There is another interesting, but disturbing possibility. Over the past week, or maybe a bit longer, I've been feeling an odd kind of vertigo whenever I angled my head to look inside a computer that I was rebuilding for a friend. I thought little of it at the time, but later as it kept recurring when I would put my head at an unusual angle, I began to wonder more about it. I tried closing my eyes and moving my head to induce the feeling, and I didn't fall over, so I figured this wasn't normal vertigo. It wasn't sickening; it just felt weird. I resolved to simply keep an eye on it and see what happens. I really didn't expect this sudden, full-on, stomach-wrenching affliction that hit me today after my nap.
An odd thing about the nap, too. Normally my midday nap lasts only about 20 minutes and I wake refreshed and ready to attack whatever problems I'm working on with a reinvigorated, alert mind. Today my nap was, I think, about 2 hours. That only really happens if I've been neglecting my night-time sleep. But I'm pretty sure last night I got almost a full night's sleep. (I have, however, a terrible sense of time, so I can't be certain.)
If this problem hasn't eased by Wednesday I'll make an appointment with the doctor and take it from there.
Now I'll have my dinner (a lovely bowl of veggies) and hope I can keep it down.
Additional: The veggies were delicious, and I'm feeling much more settled. I still have the vertigo, but it isn't making me feel quite so ill anymore... perhaps because I've been keeping relatively still. I'll be interested to see how I feel in the morning. Early to bed tonight, I think.
Further: I went to bed early, however I only slept about 4 hours before waking again. I was surprised and happy to find I no longer had vertigo. After taking little Nata the dog out for a walk and wee I came back in and succumbed to the lure of the computer. About 3 hours later I noticed the beginnings of vertigo again, so I went back to bed to sleep about another 3 hours. This time when I awoke it was with noticeable vertigo once more. I managed pretty fine in spite of it, then had another nap about midday. I deliberately slept on the side I'd woken on a little after midnight when I'd been free of vertigo.
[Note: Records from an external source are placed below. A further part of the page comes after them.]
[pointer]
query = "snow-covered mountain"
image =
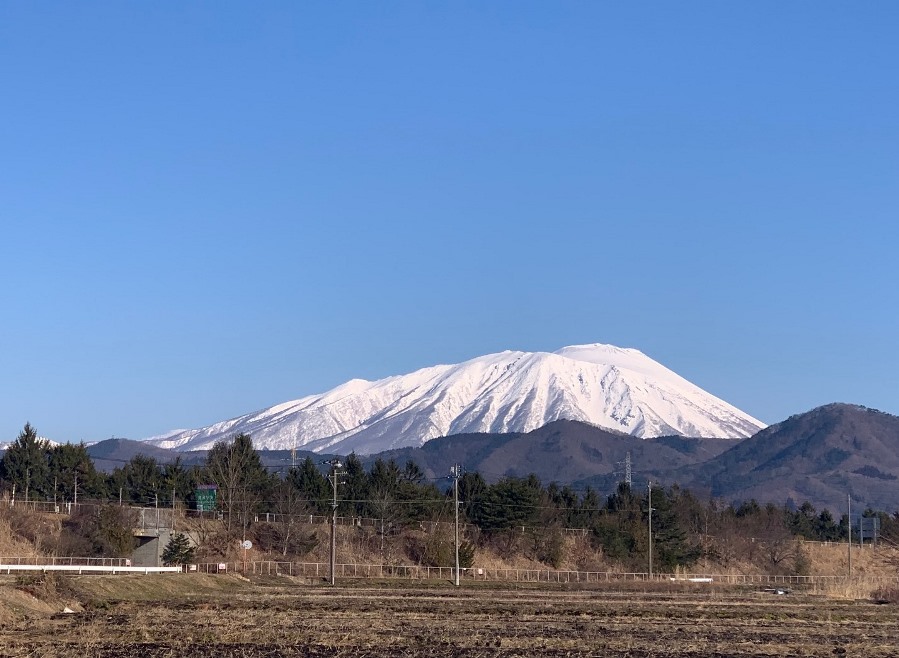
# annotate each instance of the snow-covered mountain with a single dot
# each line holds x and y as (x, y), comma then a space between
(611, 387)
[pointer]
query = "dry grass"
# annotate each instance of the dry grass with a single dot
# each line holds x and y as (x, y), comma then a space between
(223, 616)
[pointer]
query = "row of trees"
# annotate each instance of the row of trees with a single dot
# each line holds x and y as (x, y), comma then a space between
(684, 527)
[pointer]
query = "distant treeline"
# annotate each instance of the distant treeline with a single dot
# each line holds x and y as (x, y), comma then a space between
(684, 527)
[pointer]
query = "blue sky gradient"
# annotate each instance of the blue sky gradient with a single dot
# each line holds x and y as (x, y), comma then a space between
(211, 207)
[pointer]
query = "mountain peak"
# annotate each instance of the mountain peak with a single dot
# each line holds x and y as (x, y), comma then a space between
(620, 389)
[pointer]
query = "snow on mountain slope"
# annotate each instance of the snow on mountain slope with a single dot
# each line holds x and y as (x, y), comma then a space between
(615, 388)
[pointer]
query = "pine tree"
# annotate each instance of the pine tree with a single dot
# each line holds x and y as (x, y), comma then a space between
(25, 464)
(178, 551)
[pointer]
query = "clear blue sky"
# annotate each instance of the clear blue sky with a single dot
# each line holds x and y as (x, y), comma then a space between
(211, 207)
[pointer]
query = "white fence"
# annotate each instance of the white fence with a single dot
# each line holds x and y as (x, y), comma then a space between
(416, 572)
(84, 569)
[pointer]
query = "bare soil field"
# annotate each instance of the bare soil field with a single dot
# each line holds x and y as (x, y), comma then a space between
(227, 616)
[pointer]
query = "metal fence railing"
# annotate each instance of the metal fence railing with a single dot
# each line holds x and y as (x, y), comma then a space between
(67, 561)
(418, 572)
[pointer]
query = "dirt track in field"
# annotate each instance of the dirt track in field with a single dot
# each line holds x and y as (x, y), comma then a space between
(284, 618)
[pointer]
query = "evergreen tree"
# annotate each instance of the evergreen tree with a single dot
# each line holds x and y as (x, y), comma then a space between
(25, 465)
(178, 551)
(508, 503)
(243, 483)
(70, 464)
(669, 539)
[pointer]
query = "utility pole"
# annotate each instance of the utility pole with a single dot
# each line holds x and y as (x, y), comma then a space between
(650, 529)
(849, 527)
(455, 471)
(335, 465)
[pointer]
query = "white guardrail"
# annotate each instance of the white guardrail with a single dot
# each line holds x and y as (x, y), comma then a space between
(85, 568)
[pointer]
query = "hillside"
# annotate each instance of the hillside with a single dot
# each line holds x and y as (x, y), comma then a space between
(563, 451)
(820, 456)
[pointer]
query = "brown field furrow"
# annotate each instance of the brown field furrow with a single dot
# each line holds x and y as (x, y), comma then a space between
(287, 618)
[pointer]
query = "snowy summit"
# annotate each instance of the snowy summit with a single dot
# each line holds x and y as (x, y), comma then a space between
(611, 387)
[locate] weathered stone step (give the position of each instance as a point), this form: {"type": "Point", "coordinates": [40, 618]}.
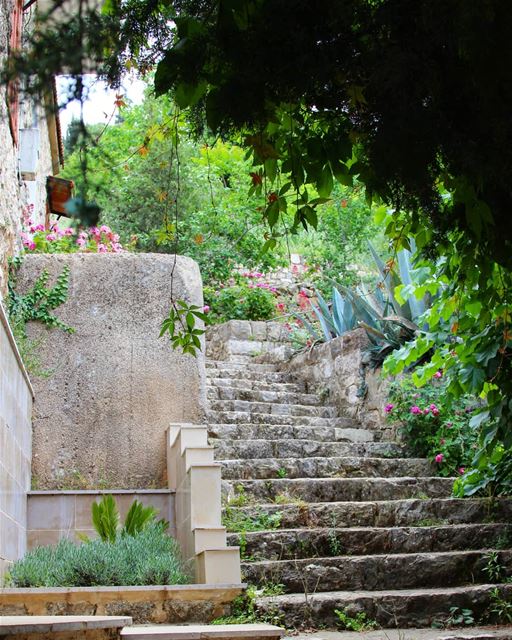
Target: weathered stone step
{"type": "Point", "coordinates": [345, 433]}
{"type": "Point", "coordinates": [291, 544]}
{"type": "Point", "coordinates": [254, 384]}
{"type": "Point", "coordinates": [369, 572]}
{"type": "Point", "coordinates": [257, 449]}
{"type": "Point", "coordinates": [244, 417]}
{"type": "Point", "coordinates": [273, 408]}
{"type": "Point", "coordinates": [203, 632]}
{"type": "Point", "coordinates": [346, 489]}
{"type": "Point", "coordinates": [259, 396]}
{"type": "Point", "coordinates": [386, 513]}
{"type": "Point", "coordinates": [398, 608]}
{"type": "Point", "coordinates": [503, 632]}
{"type": "Point", "coordinates": [235, 367]}
{"type": "Point", "coordinates": [322, 467]}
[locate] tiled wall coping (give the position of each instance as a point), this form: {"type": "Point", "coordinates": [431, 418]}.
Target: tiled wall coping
{"type": "Point", "coordinates": [14, 346]}
{"type": "Point", "coordinates": [99, 492]}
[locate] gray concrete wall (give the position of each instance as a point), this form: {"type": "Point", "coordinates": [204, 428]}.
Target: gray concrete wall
{"type": "Point", "coordinates": [53, 515]}
{"type": "Point", "coordinates": [101, 416]}
{"type": "Point", "coordinates": [15, 448]}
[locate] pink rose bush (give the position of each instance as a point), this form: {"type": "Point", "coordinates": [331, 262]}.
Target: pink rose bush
{"type": "Point", "coordinates": [433, 424]}
{"type": "Point", "coordinates": [57, 239]}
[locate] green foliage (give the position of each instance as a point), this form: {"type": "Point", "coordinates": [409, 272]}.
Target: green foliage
{"type": "Point", "coordinates": [244, 608]}
{"type": "Point", "coordinates": [467, 333]}
{"type": "Point", "coordinates": [500, 608]}
{"type": "Point", "coordinates": [181, 326]}
{"type": "Point", "coordinates": [37, 303]}
{"type": "Point", "coordinates": [434, 424]}
{"type": "Point", "coordinates": [237, 521]}
{"type": "Point", "coordinates": [150, 557]}
{"type": "Point", "coordinates": [359, 622]}
{"type": "Point", "coordinates": [106, 520]}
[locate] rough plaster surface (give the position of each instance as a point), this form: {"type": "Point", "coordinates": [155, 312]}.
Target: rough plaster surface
{"type": "Point", "coordinates": [102, 414]}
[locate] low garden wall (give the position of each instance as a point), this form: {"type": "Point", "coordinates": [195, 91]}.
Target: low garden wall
{"type": "Point", "coordinates": [15, 448]}
{"type": "Point", "coordinates": [155, 605]}
{"type": "Point", "coordinates": [53, 515]}
{"type": "Point", "coordinates": [340, 369]}
{"type": "Point", "coordinates": [113, 386]}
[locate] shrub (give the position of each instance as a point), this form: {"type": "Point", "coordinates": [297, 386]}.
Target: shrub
{"type": "Point", "coordinates": [434, 424]}
{"type": "Point", "coordinates": [151, 557]}
{"type": "Point", "coordinates": [244, 301]}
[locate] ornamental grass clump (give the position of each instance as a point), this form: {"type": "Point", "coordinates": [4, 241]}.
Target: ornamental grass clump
{"type": "Point", "coordinates": [151, 557]}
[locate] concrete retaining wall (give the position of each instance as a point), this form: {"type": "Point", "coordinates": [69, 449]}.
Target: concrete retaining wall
{"type": "Point", "coordinates": [53, 515]}
{"type": "Point", "coordinates": [100, 418]}
{"type": "Point", "coordinates": [166, 604]}
{"type": "Point", "coordinates": [15, 448]}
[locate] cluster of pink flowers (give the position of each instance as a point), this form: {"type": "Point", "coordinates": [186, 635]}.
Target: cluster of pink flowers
{"type": "Point", "coordinates": [263, 285]}
{"type": "Point", "coordinates": [433, 409]}
{"type": "Point", "coordinates": [105, 239]}
{"type": "Point", "coordinates": [101, 239]}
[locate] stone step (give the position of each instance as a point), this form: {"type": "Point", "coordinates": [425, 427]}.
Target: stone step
{"type": "Point", "coordinates": [386, 513]}
{"type": "Point", "coordinates": [254, 385]}
{"type": "Point", "coordinates": [202, 632]}
{"type": "Point", "coordinates": [272, 408]}
{"type": "Point", "coordinates": [322, 467]}
{"type": "Point", "coordinates": [346, 433]}
{"type": "Point", "coordinates": [383, 571]}
{"type": "Point", "coordinates": [234, 366]}
{"type": "Point", "coordinates": [503, 632]}
{"type": "Point", "coordinates": [281, 449]}
{"type": "Point", "coordinates": [258, 396]}
{"type": "Point", "coordinates": [345, 489]}
{"type": "Point", "coordinates": [390, 609]}
{"type": "Point", "coordinates": [244, 417]}
{"type": "Point", "coordinates": [291, 544]}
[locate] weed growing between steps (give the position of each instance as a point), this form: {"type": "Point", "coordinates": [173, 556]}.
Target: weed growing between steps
{"type": "Point", "coordinates": [359, 622]}
{"type": "Point", "coordinates": [149, 558]}
{"type": "Point", "coordinates": [244, 609]}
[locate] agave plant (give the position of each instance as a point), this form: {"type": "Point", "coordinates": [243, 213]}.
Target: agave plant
{"type": "Point", "coordinates": [106, 519]}
{"type": "Point", "coordinates": [388, 323]}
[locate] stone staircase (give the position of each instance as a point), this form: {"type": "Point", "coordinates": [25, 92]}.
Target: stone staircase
{"type": "Point", "coordinates": [354, 524]}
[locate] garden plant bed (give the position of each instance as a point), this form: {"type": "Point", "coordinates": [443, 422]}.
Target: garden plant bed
{"type": "Point", "coordinates": [152, 604]}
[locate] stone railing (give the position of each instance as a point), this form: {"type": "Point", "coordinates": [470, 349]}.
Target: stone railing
{"type": "Point", "coordinates": [196, 478]}
{"type": "Point", "coordinates": [16, 398]}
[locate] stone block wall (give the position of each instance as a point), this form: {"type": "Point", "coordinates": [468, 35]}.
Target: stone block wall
{"type": "Point", "coordinates": [101, 416]}
{"type": "Point", "coordinates": [53, 515]}
{"type": "Point", "coordinates": [15, 448]}
{"type": "Point", "coordinates": [338, 369]}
And when I woke from my midday nap I had only very slight vertigo. Excellent.
I rang Mum to tell her about it and she wasn't there, but Dad was so I explained it to him. He surprised me by telling me he'd had short episodes of vertigo for many years, about once a year or so. Oh dear. That may mean I have these "delightful" experiences to look forward to every now and then for the rest of my life. Well, people have worse afflictions. I'm sure I'll manage fine.